Dans son arrêt du 6 septembre 2005 (et non 2015, comme figurant dans le jugement), la Cour de cassation avait eu à statuer sur le cas de plusieurs travailleurs mis à disposition de trois sociétés, qui les avaient utilisés et avaient exercé sur eux une autorité appartenant normalement à l’employeur. Le pourvoi faisait valoir que le demandeur en cassation était administrateur-délégué de toutes les sociétés précitées et qu’il y exerçait l’autorité d’employeur, de sorte qu’il n’était pas une tierce personne qui exerçait sur ces travailleurs une autorité relevant de leur employeur.

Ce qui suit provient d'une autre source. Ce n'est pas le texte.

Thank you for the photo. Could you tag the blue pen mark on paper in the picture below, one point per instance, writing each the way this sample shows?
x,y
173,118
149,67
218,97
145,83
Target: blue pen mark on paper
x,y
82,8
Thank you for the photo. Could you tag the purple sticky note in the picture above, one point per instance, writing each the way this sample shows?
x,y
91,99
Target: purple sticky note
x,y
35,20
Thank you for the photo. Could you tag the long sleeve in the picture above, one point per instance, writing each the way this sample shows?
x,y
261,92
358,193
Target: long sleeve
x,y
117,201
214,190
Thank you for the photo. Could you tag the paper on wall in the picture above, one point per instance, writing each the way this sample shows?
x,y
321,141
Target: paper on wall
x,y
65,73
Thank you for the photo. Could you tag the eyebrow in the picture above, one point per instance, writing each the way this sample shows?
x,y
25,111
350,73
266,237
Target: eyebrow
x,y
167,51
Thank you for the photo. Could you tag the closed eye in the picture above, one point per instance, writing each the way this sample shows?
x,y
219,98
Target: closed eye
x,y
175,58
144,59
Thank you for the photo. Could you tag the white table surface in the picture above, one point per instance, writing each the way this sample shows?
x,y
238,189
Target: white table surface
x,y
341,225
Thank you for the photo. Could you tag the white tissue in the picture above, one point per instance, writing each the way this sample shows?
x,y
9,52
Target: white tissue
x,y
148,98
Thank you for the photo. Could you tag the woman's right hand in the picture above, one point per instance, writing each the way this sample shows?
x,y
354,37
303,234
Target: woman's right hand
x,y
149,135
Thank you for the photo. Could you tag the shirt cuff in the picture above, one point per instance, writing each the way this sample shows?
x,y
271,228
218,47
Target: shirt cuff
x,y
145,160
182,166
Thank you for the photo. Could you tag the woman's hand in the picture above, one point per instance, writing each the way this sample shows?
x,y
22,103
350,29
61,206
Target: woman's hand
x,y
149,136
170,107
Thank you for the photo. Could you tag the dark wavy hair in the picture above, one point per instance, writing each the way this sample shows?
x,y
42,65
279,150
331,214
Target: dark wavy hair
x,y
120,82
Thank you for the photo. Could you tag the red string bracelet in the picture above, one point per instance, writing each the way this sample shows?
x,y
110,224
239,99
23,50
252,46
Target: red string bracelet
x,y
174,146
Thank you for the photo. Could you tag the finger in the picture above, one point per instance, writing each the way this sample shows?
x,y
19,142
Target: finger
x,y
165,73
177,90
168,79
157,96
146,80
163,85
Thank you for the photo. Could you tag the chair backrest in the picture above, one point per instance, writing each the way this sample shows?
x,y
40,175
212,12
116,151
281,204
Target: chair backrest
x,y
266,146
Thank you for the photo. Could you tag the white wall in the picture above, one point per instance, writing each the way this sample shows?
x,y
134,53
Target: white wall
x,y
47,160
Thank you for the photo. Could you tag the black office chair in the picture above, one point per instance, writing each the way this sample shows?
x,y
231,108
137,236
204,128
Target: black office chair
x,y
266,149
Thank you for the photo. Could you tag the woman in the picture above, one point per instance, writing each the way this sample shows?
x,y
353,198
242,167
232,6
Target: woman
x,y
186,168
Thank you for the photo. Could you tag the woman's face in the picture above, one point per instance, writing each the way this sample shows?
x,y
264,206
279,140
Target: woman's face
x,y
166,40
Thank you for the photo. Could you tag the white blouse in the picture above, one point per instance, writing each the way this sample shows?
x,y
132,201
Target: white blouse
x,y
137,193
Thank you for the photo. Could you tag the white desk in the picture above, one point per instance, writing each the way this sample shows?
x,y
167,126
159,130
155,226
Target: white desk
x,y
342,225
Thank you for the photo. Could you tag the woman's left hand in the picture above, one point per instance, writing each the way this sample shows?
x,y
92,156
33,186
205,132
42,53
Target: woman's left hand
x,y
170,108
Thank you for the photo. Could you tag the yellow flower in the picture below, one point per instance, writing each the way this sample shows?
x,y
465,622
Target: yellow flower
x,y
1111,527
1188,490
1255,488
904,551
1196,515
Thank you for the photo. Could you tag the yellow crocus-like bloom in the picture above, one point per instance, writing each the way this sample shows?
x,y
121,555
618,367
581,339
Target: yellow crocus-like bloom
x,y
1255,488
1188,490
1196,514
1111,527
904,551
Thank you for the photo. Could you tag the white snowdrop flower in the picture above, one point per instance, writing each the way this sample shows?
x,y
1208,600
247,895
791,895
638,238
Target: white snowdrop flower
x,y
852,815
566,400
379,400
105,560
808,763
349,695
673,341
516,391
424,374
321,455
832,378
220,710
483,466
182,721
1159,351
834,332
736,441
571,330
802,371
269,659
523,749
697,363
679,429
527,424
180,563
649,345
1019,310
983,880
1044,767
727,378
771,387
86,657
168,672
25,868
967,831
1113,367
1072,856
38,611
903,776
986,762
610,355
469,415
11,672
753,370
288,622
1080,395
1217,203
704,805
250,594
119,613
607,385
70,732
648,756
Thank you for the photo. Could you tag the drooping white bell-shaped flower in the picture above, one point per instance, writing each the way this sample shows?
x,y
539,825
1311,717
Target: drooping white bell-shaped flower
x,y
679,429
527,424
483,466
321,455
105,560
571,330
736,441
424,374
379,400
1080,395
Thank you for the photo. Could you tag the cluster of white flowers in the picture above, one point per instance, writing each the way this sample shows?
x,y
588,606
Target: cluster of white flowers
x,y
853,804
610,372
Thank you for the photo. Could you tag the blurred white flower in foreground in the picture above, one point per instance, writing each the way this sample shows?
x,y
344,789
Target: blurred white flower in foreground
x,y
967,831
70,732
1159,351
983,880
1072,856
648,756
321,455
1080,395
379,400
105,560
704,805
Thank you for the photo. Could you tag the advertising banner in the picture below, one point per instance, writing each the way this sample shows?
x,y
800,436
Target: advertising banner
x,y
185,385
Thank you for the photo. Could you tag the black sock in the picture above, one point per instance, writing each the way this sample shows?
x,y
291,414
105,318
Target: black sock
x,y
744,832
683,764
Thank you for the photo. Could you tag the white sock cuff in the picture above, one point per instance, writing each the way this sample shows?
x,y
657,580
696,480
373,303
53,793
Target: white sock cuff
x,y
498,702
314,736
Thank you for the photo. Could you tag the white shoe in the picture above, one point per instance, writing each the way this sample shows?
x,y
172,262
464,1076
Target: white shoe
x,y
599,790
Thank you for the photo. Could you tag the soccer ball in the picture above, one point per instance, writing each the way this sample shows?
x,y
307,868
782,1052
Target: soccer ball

Dans sa décision, la Cour de cassation a rappelé que des personnes morales distinctes sont des tiers l’une à l’égard de l’autre et que l’autorité d’employeur ne peut être exercée que par la personne physique ou morale liée à un travailleur en vertu d’un contrat de travail. Si une personne physique exerce au sein d’une société l’autorité d’employeur sur les travailleurs avec lesquels la société est liée par un contrat de travail, elle ne peut exercer cette même autorité dans d’autres sociétés qui ne sont pas liées à ces mêmes travailleurs en vertu d’un contrat de travail et qui sont des tiers à l’égard de la première société. Le fait qu’une seule personne physique soit l’administrateur-délégué de toutes les sociétés (ce qui était le cas en l’espèce) n’y change rien.

Dans le présent jugement, la gérante était la même et le tribunal a, à juste titre, rappelé le constat à faire en droit : les sociétés ont une personnalité juridique propre et le personnel de l’une ne peut être mis à disposition de l’autre.